If x > y, it means the duplicate has this bit set, so add it to the answer:
- res |= mask.
After processing all bits, return res.

class Solution:
    def findDuplicate(self, nums: List[int]) -> int:
        n = len(nums)
        res = 0
        for b in range(32):
            x = y = 0
            mask = 1 << b
            for num in nums:
                if num & mask:
                    x += 1

            for num in range(1, n):
                if num & mask:
                    y += 1

            if x > y:
                res |= mask
        return res

Time & Space Complexity

Time complexity: $O(32 * n)$
Space complexity: $O(1)$

7. Fast And Slow Pointers

Intuition

Treat the array like a linked list, where each index points to the next index given by its value.
Because one number is duplicated, two indices will point into the same chain, creating a cycle — exactly like a linked list with a loop.

Using Floyd’s Fast & Slow Pointer technique:

The slow pointer moves one step at a time.
The fast pointer moves two steps at a time.
If there’s a cycle, they will eventually meet.

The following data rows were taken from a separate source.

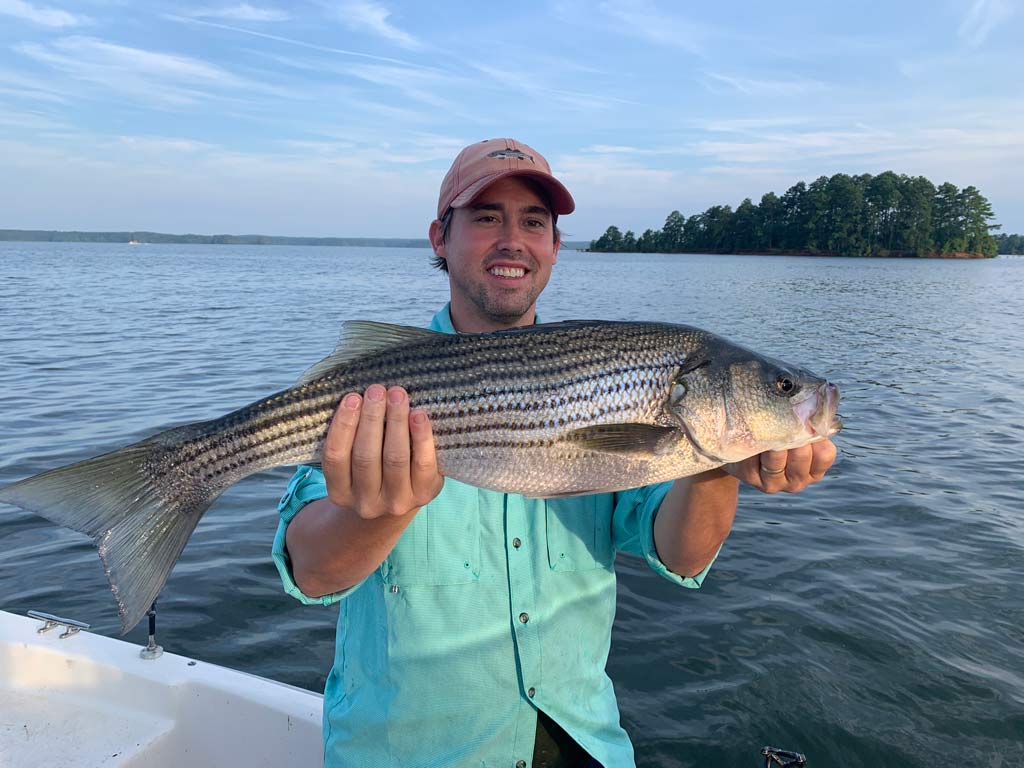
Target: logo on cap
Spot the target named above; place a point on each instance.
(505, 154)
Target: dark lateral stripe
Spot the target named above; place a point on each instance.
(554, 423)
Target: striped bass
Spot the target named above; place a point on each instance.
(549, 410)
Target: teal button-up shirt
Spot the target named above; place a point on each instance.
(489, 606)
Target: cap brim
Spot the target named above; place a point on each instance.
(561, 201)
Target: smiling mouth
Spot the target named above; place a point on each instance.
(507, 271)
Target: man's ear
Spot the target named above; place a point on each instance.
(435, 239)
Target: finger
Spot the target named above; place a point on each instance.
(748, 470)
(798, 469)
(367, 448)
(395, 485)
(822, 458)
(425, 477)
(336, 454)
(771, 468)
(798, 464)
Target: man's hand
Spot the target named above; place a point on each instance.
(378, 457)
(788, 471)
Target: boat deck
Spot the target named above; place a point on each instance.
(92, 700)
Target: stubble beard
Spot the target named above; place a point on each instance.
(502, 307)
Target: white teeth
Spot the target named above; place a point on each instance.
(507, 271)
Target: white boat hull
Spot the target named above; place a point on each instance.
(92, 700)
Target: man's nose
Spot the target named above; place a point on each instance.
(510, 237)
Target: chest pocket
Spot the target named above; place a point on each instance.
(441, 546)
(579, 532)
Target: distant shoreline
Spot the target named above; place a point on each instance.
(145, 238)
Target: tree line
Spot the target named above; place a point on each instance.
(1011, 244)
(883, 215)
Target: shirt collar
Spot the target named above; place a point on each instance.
(442, 321)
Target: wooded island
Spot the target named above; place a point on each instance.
(842, 215)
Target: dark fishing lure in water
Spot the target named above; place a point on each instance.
(550, 410)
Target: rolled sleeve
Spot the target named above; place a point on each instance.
(635, 513)
(307, 484)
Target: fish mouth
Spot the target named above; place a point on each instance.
(818, 411)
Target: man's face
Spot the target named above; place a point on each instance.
(500, 251)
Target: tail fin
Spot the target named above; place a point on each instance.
(138, 509)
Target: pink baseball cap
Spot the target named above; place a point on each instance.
(483, 163)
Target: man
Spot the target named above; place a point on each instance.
(474, 627)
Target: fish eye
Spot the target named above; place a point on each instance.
(784, 384)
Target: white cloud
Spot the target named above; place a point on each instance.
(367, 15)
(643, 19)
(764, 87)
(164, 80)
(283, 39)
(44, 16)
(981, 18)
(242, 12)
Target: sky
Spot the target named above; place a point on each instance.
(339, 118)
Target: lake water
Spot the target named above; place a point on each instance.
(875, 620)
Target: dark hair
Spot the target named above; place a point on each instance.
(439, 263)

Once they meet, we start a new pointer from the beginning:

Move both pointers one step at a time.
The point where they meet again is the duplicate number (the entry point of the cycle).

Algorithm

Initialize two pointers slow = 0 and fast = 0.
Move:
- slow = nums[slow]
- fast = nums[nums[fast]]
  until slow == fast.
Start a new pointer slow2 = 0.
Move both:
- slow = nums[slow]
- slow2 = nums[slow2]
  until they meet.
The meeting point is the duplicate number.
Return that number.

class Solution:
    def findDuplicate(self, nums: List[int]) -> int:
        slow, fast = 0, 0
        while True:
            slow = nums[slow]
            fast = nums[nums[fast]]
            if slow == fast:
                break

        slow2 = 0
        while True:
            slow = nums[slow]
            slow2 = nums[slow2]
            if slow == slow2:
                return slow

Time & Space Complexity

Time complexity: $O(n)$
Space complexity: $O(1)$